Edward Jenner - Early Life

Early Life

Edward Jenner was born on 17 May 1749 (6 May Old Style) in Berkeley, as the eighth of nine children. His father was the vicar of Berkeley, so Jenner received a strong basic education. Jenner trained from the age of 17 for eight years in Chipping Sodbury,South Gloucestershire, as an apprentice to Daniel Ludlow, a surgeon. In 1770 Jenner became apprenticed in surgery and anatomy under surgeon John Hunter and others at St George's Hospital.

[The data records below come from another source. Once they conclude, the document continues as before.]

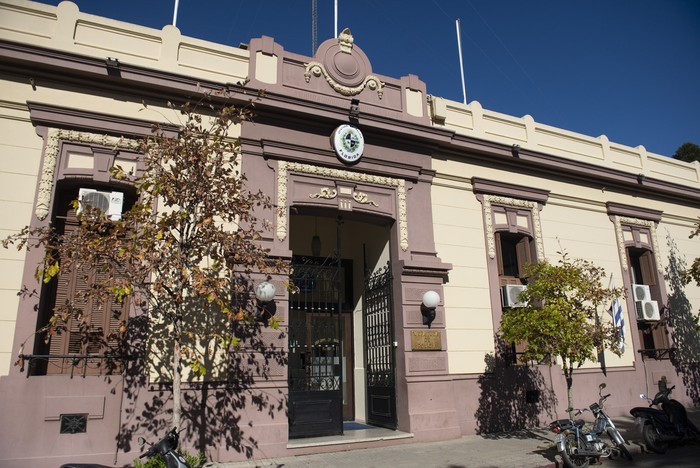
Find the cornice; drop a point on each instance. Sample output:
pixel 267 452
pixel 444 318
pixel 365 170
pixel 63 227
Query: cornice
pixel 139 81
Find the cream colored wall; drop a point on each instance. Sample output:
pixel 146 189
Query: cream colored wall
pixel 574 219
pixel 473 120
pixel 66 28
pixel 459 237
pixel 20 152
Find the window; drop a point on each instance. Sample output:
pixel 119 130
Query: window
pixel 653 335
pixel 103 323
pixel 635 229
pixel 514 252
pixel 512 223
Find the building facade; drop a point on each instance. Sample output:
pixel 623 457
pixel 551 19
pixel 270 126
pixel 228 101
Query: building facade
pixel 383 193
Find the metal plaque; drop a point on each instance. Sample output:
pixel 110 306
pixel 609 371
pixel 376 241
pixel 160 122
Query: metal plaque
pixel 426 340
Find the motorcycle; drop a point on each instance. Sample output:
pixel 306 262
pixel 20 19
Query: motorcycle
pixel 166 447
pixel 580 445
pixel 662 427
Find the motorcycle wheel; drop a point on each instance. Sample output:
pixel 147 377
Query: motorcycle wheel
pixel 573 461
pixel 652 439
pixel 624 453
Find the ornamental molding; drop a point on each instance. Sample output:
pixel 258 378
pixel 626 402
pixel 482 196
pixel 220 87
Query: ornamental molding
pixel 53 143
pixel 363 199
pixel 651 225
pixel 372 82
pixel 285 167
pixel 490 200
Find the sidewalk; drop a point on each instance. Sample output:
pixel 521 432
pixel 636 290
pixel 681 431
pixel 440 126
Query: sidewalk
pixel 523 449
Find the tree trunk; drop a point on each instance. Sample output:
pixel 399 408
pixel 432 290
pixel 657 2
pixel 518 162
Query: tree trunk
pixel 568 371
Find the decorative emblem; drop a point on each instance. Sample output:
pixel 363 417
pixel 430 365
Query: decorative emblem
pixel 348 143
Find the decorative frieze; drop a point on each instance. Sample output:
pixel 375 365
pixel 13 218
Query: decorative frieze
pixel 317 69
pixel 285 167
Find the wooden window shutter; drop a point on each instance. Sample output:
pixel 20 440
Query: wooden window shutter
pixel 499 253
pixel 522 251
pixel 97 329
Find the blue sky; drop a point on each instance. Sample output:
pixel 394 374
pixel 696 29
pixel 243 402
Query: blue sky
pixel 629 69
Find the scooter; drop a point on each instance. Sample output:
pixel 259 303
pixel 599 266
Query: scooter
pixel 166 447
pixel 580 446
pixel 662 427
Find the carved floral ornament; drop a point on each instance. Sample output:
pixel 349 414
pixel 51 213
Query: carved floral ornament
pixel 345 42
pixel 619 221
pixel 515 202
pixel 317 69
pixel 330 193
pixel 285 167
pixel 53 143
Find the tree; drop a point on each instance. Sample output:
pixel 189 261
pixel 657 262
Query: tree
pixel 560 318
pixel 692 273
pixel 187 248
pixel 687 152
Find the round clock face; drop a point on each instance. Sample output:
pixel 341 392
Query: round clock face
pixel 348 143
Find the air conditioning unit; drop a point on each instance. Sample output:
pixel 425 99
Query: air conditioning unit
pixel 640 292
pixel 647 310
pixel 510 295
pixel 110 203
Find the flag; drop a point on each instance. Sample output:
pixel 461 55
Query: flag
pixel 601 348
pixel 619 322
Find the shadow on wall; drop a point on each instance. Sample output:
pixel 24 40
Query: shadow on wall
pixel 212 408
pixel 684 333
pixel 512 396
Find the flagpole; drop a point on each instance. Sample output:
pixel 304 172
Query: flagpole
pixel 336 18
pixel 461 65
pixel 177 3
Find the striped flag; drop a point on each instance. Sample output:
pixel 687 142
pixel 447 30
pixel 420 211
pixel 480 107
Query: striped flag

William Osler records that Hunter gave Jenner William Harvey's advice, very famous in medical circles (and characteristic of the Age of Enlightenment), "Don't think; try." Hunter remained in correspondence with Jenner over natural history and proposed him for the Royal Society. Returning to his native countryside by 1773, Jenner became a successful family doctor and surgeon, practicing on dedicated premises at Berkeley.

Jenner and others formed the Fleece Medical Society or Gloucestershire Medical Society, so called because it met in the parlor of the Fleece Inn, Rodborough, in Rodborough, Gloucestershire, meeting to dine together and read papers on medical subjects. Jenner contributed papers on angina pectoris, ophthalmia, and cardiac valvular disease and commented on cowpox. He also belonged to a similar society that met in Alveston, near Bristol.